GRE Quantitative Reasoning Percentile Problem

Question

The population of a city A in 2012, consisted of 45% men, 35% women and the remaining children. Of the children, 40% were female and 60% male. Of the men, 10% were over the age of 60 years and 25% below the age of 40 years. Of the women, 20% were over the age of 60 years and an equal number were under 40 years of age.
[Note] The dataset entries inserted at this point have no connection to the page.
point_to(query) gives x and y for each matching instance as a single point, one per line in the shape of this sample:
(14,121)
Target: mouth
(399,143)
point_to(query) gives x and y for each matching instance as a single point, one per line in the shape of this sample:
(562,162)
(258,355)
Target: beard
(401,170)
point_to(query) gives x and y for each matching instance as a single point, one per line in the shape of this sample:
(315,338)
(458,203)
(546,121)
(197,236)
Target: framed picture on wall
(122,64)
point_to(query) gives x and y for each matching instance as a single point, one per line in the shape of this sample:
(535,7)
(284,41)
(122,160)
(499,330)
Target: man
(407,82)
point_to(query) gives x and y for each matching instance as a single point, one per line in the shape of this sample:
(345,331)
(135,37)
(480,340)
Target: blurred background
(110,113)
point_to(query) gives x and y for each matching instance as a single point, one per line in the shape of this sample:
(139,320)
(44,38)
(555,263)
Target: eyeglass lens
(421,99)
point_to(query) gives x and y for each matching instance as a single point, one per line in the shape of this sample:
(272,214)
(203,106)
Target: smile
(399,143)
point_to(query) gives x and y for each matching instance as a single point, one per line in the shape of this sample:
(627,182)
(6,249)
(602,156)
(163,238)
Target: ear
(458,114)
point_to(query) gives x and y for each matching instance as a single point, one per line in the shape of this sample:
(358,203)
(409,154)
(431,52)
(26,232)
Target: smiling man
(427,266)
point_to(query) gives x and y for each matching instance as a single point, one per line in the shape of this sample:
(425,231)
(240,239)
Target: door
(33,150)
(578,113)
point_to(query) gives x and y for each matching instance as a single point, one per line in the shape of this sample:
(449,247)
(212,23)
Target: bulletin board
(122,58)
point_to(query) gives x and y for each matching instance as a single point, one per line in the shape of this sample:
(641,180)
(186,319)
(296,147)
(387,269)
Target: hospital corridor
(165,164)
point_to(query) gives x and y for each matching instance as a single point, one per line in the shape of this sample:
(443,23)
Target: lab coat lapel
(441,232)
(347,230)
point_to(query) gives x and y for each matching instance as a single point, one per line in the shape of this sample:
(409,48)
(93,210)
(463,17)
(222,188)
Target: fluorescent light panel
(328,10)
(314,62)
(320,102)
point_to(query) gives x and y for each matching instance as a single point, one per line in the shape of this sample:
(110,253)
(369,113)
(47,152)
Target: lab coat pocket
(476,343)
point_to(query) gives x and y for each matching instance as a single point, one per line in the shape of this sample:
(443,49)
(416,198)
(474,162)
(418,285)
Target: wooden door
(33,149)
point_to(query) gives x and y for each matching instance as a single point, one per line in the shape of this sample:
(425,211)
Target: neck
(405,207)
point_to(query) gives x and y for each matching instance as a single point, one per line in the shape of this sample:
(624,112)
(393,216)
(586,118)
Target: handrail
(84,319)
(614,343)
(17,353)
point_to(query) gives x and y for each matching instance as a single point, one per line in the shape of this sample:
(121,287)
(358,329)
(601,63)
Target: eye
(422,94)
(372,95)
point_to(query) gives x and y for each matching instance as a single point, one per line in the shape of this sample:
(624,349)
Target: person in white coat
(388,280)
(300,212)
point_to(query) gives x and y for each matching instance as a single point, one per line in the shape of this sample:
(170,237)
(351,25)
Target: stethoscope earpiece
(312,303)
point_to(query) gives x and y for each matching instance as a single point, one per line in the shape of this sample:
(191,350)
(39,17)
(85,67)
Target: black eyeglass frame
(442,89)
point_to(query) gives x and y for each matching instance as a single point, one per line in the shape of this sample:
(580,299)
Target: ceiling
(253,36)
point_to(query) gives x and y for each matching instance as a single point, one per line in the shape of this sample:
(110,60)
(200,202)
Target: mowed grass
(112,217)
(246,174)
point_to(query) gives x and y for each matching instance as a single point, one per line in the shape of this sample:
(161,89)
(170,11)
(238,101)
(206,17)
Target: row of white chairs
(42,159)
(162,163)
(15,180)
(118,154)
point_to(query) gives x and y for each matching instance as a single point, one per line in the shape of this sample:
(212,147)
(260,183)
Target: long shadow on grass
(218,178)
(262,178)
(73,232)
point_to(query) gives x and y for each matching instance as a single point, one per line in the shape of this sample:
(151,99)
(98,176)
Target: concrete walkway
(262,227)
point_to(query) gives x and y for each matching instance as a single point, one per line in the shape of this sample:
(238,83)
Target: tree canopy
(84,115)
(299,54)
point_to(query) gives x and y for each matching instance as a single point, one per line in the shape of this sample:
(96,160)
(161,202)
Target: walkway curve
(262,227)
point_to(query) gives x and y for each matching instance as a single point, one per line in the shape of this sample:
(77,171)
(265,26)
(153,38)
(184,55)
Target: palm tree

The number of men increased by 4% in 2013 and that of women increased by 6%. The population of the town in 2012 was 200,000.

What percentage of the population in 2013 consisted of children?

My Answer :

2012 : 45%M+ 35%W + 20%C

2013 : 49%M(Increased by 4%) + 41%W(Increased by 6%) + (Remaining)10%C

My Expectation is 10% of children would be in 2013

Ans: 16%.

But i am not sure how this is 16%. can somebody please explain correct one?

Answer 1

$$ 100-({45+\frac{45×4}{100}+35+\frac{35×6}{100}})$$

Answer 2

Let $m_1$ denote the percentage of men in $2012$

Let $m_2$ denote the percentage of men in $2013$

$m_2 = m_1+(0.04)(m_1) = m_1(1.04).$

$m_2 = 0.35(1.04)$

Let $w_1$ denote the percentage of women in $2012$

Let $w_2$ denote the percentage of women in $2013$

$w_2 = w_1+(0.06)(w_1) = w_1(1.06).$

$w_2 = 0.45(1.06)$

Let $c_2$ denote the percentage of children in $2013$

the sum of all percentages of population types represent $100%$ of the population, that is we use the number $1=100/100$ to state: $1=m_2+w_2+c_2$.

$c_2=1-(m_2+w_2)$.

$c_2=1-((0.35*1.04)+(0.45*1.06))$.

$c_2=0.159$

$c_2$ is approximately 16% of the population (which one?).

I personally hate such problems specially in crucial exam! Good luck!